There is no reason to expect live music to return (at the earliest) by the summer, so the industry remains in limbo. There have been few hints towards any kind of federal bailout for the industry; in fact, the government’s consideration of live music has been limited to finger-wagging
at Ticketmaster’s greedy ticketing refund policies. (Live Nation did attempt to improve its return policy
slightly.) With reports showing people struggling to acquire small business loans and unemployment systems across the country overwhelmed, there’s little positive news in this space for fans or venues owners and staff. That’s why there’s been a rush to hope that live streaming could offer some relief. Yet, so far, there’s been very little concrete evidence that live streaming can represent a substantive replacement for live music. Instead, it’s offering a way for communities to reconnect, enjoy some music, and perhaps think through what will happen post-Pandemic.
(Sidenote: I don’t want to dwell too heavily on live streaming, because Shawn Reynaldo
and Mat Dryhurst over the last few weeks covered many of the pitfalls of relying too much on the endeavor. Perhaps I’ll address the topic more in-depth another week, but I didn’t want to leave this stone completely unturned.)
A question I’ve considered over the last month isn’t so much when
venues are going to open again, but what will happen when they do open? Will capacity be limited, like we’re already seeing in certain retail sectors? Temperatures taken at the door? Increased cleanliness? Joe Weisenthal, an editor at Bloomberg, mentioned
an outline written
by the CEO of Wynn Resorts about what it’ll take to reopen some casinos in Las Vegas. What was fairly clear is that the owner desires government cooperation, but
the expectations of higher cleaning and safety standards would likely require increases in staffing. This is to say that returning to even a limited capacity operation, which I’ll say this outline is fast-tracking, involves more than simply flipping a switch, as often implied by many state and federal leaders.
This kicked off thoughts about the social contract between fans, music venues, performers, and all the workers involved in these kinds of spaces. I’ll admit this is something I struggled to articulate when I wrote Nu-Music: A Gig Economy Solution,
in which I proposed a better
way to organize live music. I’ve been heartened by the work of places like Nowadays
, which, beyond still organizing virtual panels and shows, continue to be fairly open about the venue’s future. This feels markedly different from the behavior of companies like Live Nation and AEG, which are dragging their feet to simply offer their customers refunds on what are likely to be cancelled concerts. In New York City, in particular, there appears to be regular communication between various venues
, and even nationally there is a drive for venues
to speak with a collective voice to stand up to the challenge of the moment.
The prospect of large-scale events with fans returning this year continues to shrink day by day, but that doesn’t mean there can’t be a vision of the future. When small businesses return it should not only be with the health and safety of ticket-holders in mind, but with the venue staff either unionized or with far more decision-making power in how venues and spaces operate. We’re already seeing that those workers deemed “essential” are catching coronavirus more often, and there’s no reason that the music industry should repeat the horrific practices of companies like Amazon or Target.
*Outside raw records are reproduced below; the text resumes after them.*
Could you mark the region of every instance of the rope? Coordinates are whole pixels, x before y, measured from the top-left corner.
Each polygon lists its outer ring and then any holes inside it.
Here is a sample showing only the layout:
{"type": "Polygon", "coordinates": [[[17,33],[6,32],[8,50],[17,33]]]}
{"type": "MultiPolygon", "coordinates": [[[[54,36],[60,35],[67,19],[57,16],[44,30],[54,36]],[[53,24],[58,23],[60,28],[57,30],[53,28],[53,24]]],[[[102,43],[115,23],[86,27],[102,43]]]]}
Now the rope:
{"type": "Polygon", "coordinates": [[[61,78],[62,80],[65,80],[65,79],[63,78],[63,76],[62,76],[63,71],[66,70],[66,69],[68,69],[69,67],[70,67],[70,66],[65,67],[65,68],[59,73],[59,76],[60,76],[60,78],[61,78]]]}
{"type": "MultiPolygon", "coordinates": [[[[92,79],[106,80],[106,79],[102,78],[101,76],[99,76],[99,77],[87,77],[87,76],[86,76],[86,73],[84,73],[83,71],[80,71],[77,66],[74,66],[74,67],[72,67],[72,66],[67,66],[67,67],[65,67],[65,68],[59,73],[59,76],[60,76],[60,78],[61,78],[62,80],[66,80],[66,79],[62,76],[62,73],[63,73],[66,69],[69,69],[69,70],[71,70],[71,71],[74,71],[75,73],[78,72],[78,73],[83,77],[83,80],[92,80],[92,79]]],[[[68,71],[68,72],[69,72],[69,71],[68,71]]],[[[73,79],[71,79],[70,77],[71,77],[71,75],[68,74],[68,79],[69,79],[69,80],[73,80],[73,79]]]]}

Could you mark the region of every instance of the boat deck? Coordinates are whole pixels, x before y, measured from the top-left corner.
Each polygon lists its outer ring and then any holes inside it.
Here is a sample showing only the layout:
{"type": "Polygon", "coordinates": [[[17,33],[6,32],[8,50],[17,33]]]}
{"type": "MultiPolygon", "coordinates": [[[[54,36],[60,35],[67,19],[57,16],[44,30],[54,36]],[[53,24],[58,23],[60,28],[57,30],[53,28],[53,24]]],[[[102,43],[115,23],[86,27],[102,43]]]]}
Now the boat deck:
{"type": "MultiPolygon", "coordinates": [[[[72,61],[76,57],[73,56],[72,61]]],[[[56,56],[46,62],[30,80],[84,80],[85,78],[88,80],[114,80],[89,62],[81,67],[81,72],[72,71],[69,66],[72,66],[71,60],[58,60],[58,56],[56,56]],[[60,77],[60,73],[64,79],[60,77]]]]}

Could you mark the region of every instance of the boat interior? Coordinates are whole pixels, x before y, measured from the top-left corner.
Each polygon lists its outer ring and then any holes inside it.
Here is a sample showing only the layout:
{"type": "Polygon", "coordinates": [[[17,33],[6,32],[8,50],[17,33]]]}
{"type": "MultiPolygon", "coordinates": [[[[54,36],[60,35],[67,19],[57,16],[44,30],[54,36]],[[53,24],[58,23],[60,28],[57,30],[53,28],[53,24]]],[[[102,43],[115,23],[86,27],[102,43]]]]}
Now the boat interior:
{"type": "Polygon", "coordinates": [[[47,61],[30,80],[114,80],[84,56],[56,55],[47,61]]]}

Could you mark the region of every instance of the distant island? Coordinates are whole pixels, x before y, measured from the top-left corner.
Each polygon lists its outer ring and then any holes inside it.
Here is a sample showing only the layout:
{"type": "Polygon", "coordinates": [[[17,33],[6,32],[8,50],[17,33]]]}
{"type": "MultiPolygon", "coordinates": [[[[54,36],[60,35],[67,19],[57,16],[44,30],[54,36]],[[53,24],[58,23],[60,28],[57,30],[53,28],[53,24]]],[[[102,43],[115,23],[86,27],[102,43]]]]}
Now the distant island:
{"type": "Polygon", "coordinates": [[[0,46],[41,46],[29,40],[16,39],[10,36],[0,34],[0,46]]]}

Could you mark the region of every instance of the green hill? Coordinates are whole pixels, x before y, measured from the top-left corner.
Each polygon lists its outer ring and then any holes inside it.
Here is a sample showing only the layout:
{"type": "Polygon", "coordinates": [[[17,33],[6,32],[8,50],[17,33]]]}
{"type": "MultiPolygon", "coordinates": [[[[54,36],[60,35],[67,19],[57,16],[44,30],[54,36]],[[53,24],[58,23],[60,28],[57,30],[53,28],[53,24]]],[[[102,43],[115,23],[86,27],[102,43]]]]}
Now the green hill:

Pollstar reported that the concert industry is on track to lose billions of dollars
if this pause in live music continues. That reality, along with the fact extensive travel is likely to be limited over the next year, would point towards a forced return to the local for music venues. What that “new local” will look like will vary community to community, but as Nowadays co-founder Eamon Harkin hinted at on a live stream earlier this week, this is a moment that could allow deeper reflection on what communities want out of these spaces in the future. Far be it from me to find the silver lining during a thunderstorm, but the future of live music is likely to be much
smaller in scope than it’s been in decades. This opens up the opportunity to see if it’s possible for spaces that hinge so much on advertising, environmentally destructive festivals, and uneven artist and staff compensation to change for the better. Okay, I did try to land that cheerful ending!